Rags-to-riches billionaire buried in Poland

Barbara Piasecka Johnson is shown leaving court following a settlement after a 16-week battle over her late husband’s $500 million estate in New York City, in this June 3, 1986, file photo. The Polish farmer’s daughter who worked as a maid for an American heir to the Johnson & Johnson fortune before marrying him and eventually inheriting much of his wealth was buried Monday, April `5, 2013, in her childhood town of Wroclaw. AP PHOTO/DAVID BOOKSTAVER

WARSAW—Polish-born billionaire Barbara Piasecka Johnson, a maid who married into the Johnson & Johnson fortune, was buried Monday in her childhood town of Wroclaw.

Several hundred people attended the funeral of the art collector and philanthropist who died on April 1 at age 76 after a long illness, according to local media.

“Basia—because that’s what we called her—was a cheerful, direct, full of life, energetic woman,” said her friend Andrzej Szymura.

“But she always said she would emigrate and make some money abroad,” he told Poland’s TVN24 news channel.

Armed with a degree in art history, Johnson left Poland for the US at age 34 and found work as a housekeeper for J. Seward Johnson and his second wife.

The heir to the cosmetics and drugs giant soon fell in love with the Pole 42 years his junior and wed her days after obtaining a divorce.
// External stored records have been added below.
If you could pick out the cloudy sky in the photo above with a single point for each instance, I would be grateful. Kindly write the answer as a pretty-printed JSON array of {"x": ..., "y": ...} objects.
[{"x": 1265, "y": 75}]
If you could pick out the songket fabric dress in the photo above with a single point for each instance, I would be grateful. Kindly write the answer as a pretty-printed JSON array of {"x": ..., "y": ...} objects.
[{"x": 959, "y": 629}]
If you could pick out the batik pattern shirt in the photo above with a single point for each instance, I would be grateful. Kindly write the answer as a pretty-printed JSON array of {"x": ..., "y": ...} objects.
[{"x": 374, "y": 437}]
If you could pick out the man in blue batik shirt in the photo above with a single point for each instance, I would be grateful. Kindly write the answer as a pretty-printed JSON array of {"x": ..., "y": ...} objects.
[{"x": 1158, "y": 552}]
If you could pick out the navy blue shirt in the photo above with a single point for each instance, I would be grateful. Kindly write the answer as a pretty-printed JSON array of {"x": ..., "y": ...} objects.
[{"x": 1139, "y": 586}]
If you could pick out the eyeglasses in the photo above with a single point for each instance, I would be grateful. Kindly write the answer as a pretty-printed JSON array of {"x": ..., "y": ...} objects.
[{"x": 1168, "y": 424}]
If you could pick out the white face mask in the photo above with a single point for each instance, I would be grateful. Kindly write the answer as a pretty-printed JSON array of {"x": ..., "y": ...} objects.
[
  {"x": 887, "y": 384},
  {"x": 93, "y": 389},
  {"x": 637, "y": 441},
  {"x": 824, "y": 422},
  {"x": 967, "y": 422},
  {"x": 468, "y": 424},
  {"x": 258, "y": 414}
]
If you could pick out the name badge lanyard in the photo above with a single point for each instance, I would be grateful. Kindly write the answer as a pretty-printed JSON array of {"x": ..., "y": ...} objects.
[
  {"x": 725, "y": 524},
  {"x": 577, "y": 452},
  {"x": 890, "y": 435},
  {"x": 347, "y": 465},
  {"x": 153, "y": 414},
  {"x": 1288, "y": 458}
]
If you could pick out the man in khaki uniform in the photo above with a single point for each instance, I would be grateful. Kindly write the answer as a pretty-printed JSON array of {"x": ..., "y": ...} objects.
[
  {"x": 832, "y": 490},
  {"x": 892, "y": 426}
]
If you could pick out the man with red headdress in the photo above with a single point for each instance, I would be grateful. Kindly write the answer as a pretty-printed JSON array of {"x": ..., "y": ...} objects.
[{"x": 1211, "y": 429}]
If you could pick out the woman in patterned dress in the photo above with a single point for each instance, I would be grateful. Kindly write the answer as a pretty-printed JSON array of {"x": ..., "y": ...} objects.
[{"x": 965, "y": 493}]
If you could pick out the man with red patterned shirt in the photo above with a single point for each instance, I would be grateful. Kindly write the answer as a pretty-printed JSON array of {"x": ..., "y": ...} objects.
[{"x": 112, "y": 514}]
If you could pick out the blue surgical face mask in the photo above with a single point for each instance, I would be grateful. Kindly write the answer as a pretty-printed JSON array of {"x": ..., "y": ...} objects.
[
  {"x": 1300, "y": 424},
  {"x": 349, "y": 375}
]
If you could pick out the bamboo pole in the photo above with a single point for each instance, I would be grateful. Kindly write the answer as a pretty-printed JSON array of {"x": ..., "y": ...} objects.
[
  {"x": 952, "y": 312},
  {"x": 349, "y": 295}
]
His death in 1983 spawned a bitter legal battle between the widow and her six stepchildren over the $500 million fortune, of which Johnson walked away with more than half.

According to last month’s Forbes Billionaires list, Johnson was the world’s 376th richest person with a net worth of $3.6 billion.

At her funeral, priest Adam Drwiega spoke of her efforts to help out fellow Poles by funding scholarships and setting up an autism foundation.

“Poland always held the most important place in her heart,” he said, quoted by the Polish news agency PAP.